First, find the partial fractions. Since \(x^{2}+2x-3=(x+3)(x-1)\), we are dealing with the case where the denominator has two distinct linear factors. Therefore, we factorise as follows:
\[\begin{align*} \frac{x-5}{x^{2}+2x-3} & = \frac{x-5}{(x+3)(x-1)}\\
& = \frac{A}{x+3}+\frac{B}{x-1}
\end{align*}\]
Now, we have to determine the constants \(A\) and \(B\). First, add the partial fractions by finding a common denominator. In this case, it is \((x+3)(x-1)\).
\[\begin{align*} \frac{A}{x+3}+\frac{B}{x-1} & = \frac{A}{(x+3)}\times\frac{(x-1)}{(x-1)}+\frac{B}{(x-1)}\times\frac{(x+3)}{(x+3)}\\
& =\frac{A(x-1)+B(x+3)}{(x+3)(x-1)}\\
& =\frac{Ax-A+Bx+3B}{(x+3)(x-1)}\\
& =\frac{Ax+Bx-A+3B}{x^{2}+2x-3}\\
& =\frac{(A+B)x-A+3B}{x^{2}+2x-3}
\end{align*}\]
Equating the numerators:
\[x-5=(A+B)x-A+3B\]
where \(A+B\) is the \(x\) term and \(-A+3B\) is the constant. On the left, the coefficient of \(x\) is \(1\) and on the right, the coefficient is \(A+B\). Similarly, the constant term on the left is \(-5\) and on the right, it is \(-A+3B\).

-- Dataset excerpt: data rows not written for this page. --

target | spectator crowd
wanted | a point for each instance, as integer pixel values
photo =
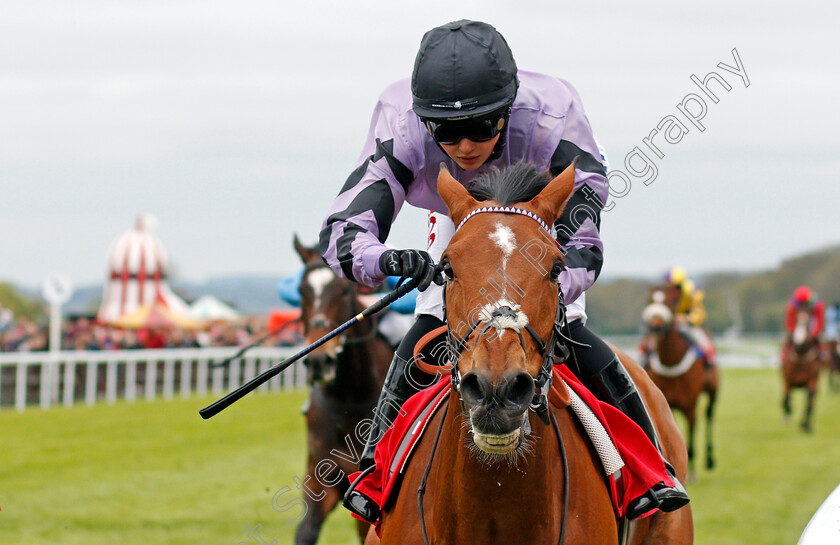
(18, 334)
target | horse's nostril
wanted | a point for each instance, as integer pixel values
(474, 389)
(519, 390)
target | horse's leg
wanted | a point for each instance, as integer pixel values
(812, 393)
(710, 409)
(320, 500)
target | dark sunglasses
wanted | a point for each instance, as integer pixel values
(478, 130)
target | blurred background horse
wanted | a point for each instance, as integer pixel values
(801, 363)
(344, 377)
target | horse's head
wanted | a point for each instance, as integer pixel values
(326, 302)
(801, 337)
(657, 316)
(502, 266)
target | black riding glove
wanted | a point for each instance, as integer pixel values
(411, 264)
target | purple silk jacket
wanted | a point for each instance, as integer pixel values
(400, 163)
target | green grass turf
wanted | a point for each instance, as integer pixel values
(156, 473)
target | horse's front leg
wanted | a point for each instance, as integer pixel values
(710, 458)
(812, 394)
(320, 500)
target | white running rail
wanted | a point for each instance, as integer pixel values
(45, 379)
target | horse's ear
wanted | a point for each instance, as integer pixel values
(552, 199)
(457, 198)
(306, 254)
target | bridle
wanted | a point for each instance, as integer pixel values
(556, 343)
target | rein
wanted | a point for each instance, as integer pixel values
(421, 490)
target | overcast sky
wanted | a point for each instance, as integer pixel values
(235, 123)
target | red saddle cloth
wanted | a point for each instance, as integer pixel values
(643, 468)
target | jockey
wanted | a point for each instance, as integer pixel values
(689, 311)
(393, 324)
(469, 107)
(804, 299)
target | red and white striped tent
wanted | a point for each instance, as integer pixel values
(137, 274)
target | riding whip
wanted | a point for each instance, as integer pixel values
(234, 396)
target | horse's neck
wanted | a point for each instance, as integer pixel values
(355, 377)
(496, 497)
(671, 346)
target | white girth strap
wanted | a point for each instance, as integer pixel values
(604, 446)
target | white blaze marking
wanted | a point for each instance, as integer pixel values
(318, 280)
(505, 239)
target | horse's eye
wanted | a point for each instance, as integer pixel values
(556, 269)
(446, 267)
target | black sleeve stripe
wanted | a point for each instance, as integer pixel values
(355, 176)
(566, 152)
(401, 172)
(344, 245)
(376, 197)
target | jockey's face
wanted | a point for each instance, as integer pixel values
(469, 154)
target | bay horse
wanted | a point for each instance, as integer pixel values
(679, 370)
(344, 376)
(490, 468)
(801, 363)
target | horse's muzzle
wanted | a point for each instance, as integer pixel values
(497, 412)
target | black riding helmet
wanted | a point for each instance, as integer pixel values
(464, 70)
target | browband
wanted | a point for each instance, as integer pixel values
(508, 210)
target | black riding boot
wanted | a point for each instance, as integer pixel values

This gives us the following simultaneous equations:
\[\begin{align*} A+B & = 1 \\
-A+3B & = -5
\end{align*}\]
These equations are easily solved by elimination. Adding the equations, we get:
\[\begin{align*} 4B & = -4\\
B & = -1
\end{align*}\]
Substituting for \(B\) the first equation gives:
\[\begin{align*} A-1 & = 1\\
A & = 2
\end{align*}\]
Finally, we have:
\[\frac{x-5}{x^{2}+2x-3}=\frac{2}{x+3}-\frac{1}{x-1}\]
We can now evaluate the integral:
\[\begin{align*} \int\frac{x-5}{x^{2}+2x-3}dx & = \int\left(\frac{2}{x+3}-\frac{1}{x-1}\right)dx\\
& = \int\frac{2}{x+3}dx-\int\frac{1}{x-1}dx\\
& = 2\ln|x+3|-\ln|x-1|+c,\,c\in\mathbb{R}\\
& = \ln(x+3)^{2}-\ln|x-1|+c\\
& = \ln\frac{(x+3)^{2}}{|x-1|}+c
\end{align*}\]
Find the integral of \(\dfrac{x^{2}-3x+16}{x^{3}-5x^{2}+x-5}\) with respect to \(x\).
We, first factorise the denominator.
\[\begin{align*} x^{3}-5x^{2}+x-5 & = x^{2}(x-5)+x-5\\
& = (x^{2}+1)(x-5)
\end{align*}\]
In this case, we have a quadratic factor and a linear factor. Therefore, we factorise as follows:
\[\begin{align*} \frac{x^{2}-3x+16}{x^{3}-5x^{2}+x-5} & = \frac{Ax+B}{x^{2}+1}+\frac{C}{x+5}\\
& = \frac{(Ax+B)(x-5)}{(x^{2}+1)(x-5)}+\frac{C(x^{2}+1)}{(x^{2}+1)(x-5)}\\
& = \frac{Ax^{2}-5Ax+Bx-5B+Cx^{2}+C}{(x^{2}+1)(x+5)}\\
& = (A+C)x^{2}+(-5A+B)x-5B+C
\end{align*}\]
Equating coefficients of \(x^{2}\), \(x\) and the constant gives the three equations:
\[\begin{align*} A+C & = 1\\
-5A+B & = -3 \\
-5B+C & = 16.
\end{align*}\]
To solve them simultaneously, we can first multiply the first equation by \(5\).
\[5A+5C = 5\]
We can add the second equation to this new equation to get: \[\begin{align*} B+5C & = -3+5\\
& = 2\\
5B+25C & = 10
\end{align*}\]
Adding the same equation to the third equation gives:
\[\begin{align*} 26C & = 26\\
C & = 1
\end{align*}\]
Substituting \(C=1\) into the first equation gives:
\[\begin{align*} A+1 & = 1\\
A & = 0
\end{align*}\]
Finally, substituting \(A=0\) into the second equation gives:
\[B = -3\]
Therefore, we have:
\[\frac{x^{2}-3x+16}{x^{3}-5x^{2}+x-5} = \frac{-3}{x^{2}+1}+\frac{1}{x-5}\]
We can now find the integral:
\[\begin{align*} \int\left(\frac{x^{2}-3x+16}{x^{3}-5x^{2}+x-5}\right)dx & = \int\left(\frac{-3}{x^{2}+1}+\frac{1}{x-5}\right)dx\\
& = \int\frac{1}{x-5}dx-3\int\frac{1}{x^{2}+1}dx\\
& = \ln|x-5|-3\tan^{-1}(x)+c,\,c\in\mathbb{R}
\end{align*}\]
In physics, the amplitude response of a signal passing through a composite filter can be modelled by the function \(f(x)=\dfrac{3x+4}{(x-2)(x+3)}\), where \(x\) represents the frequency. Integrate this function to understand the cumulative effects of distortion over a range of frequencies.